I did consider increasing the threading deep into Farseer, however while on the surface it might look alot more threadable there are issues with collision response again, where if an object is colliding with 2 or more in the world and it is serviced by two threads at once things are going to go wrong.
That's not to say such a solution isn't possible; however using locks would be expensive and Interlock.CompareExchange() only works on the 360 for types of Int, Obj and refernce type T. While it would be possible to box a float into a reference type I suspect this wouldn't be much of a win performance wise anyway.
At which point I turned to the GPU and after reading some things in GPU Gems 3 and ShaderX 6 I considered that I had come up with a solution to quickly doing the collision detection/response on the GPU. For the 360 this is a win as it would allow me to use the GPU to get around the lack of floating point maths power on the CPU (due to the lack of SIMD instruction exposure).
However, it occured to me earlier today that even this solution, for the game I wish to use it with, has a draw back; I need to know when the particles collide with the main player in order to kill them. While this detection is easy, it's a matter of writing out what the particle collided with, getting at the data isn't as such.
It would require a readback from the GPU and then processing; the inital readback would be slow and processing would be an O(N) operation.
You could read back the last frame's data, which in theory on the 360 should be fast due to the unified memory system, however this relies on their being a frame to read back and probably wouldn't work well in the PC world, wher you can have upto 3 frames of latency.

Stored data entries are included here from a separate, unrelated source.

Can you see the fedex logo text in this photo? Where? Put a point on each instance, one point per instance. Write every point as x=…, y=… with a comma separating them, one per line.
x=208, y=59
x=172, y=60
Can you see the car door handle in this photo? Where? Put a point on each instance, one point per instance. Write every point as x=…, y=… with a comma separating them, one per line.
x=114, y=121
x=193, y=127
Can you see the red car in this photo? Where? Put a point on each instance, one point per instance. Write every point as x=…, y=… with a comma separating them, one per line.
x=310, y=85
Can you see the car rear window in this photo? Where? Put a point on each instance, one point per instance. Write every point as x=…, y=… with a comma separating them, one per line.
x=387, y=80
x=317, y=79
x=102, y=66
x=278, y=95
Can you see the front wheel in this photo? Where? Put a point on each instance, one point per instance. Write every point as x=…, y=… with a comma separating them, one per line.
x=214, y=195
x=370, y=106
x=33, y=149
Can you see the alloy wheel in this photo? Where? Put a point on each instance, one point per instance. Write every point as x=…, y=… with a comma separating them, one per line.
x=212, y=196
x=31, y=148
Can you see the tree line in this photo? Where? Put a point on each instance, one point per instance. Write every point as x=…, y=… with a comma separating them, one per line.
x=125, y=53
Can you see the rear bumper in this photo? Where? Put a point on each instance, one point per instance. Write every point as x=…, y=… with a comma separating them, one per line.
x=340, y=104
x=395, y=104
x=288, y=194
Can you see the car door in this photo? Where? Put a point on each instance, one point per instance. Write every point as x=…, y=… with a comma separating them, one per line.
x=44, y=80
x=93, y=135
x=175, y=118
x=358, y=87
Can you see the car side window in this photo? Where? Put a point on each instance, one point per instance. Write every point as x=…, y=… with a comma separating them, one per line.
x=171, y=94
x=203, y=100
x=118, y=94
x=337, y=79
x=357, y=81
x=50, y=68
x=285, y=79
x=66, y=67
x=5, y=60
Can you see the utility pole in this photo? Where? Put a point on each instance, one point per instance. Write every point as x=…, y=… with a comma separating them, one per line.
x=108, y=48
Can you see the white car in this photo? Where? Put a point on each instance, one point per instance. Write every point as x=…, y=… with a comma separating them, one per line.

I think or now I might have to go in a new direction for this;
- scale the number of particles down
- push farseer into it's own thread to at least get it out of the way
The other option is to forget the physics for the particles and just let them act as free agents. This would get back cpu time and while it wouldn't look like the vision in my head... well, there is always release 2 I guess *chuckles*
I do now have the books "Real Time Collision Detection" and "Game Physics Engine Development" to read through, so who knows, maybe in a few months I can have a crack at making a game which will cause even my 4 core/8 thread i7 to cry.. now that would be something *chuckles*
For now, I think I need to refocus on getting a game done and worry about something really pretty and over the top later.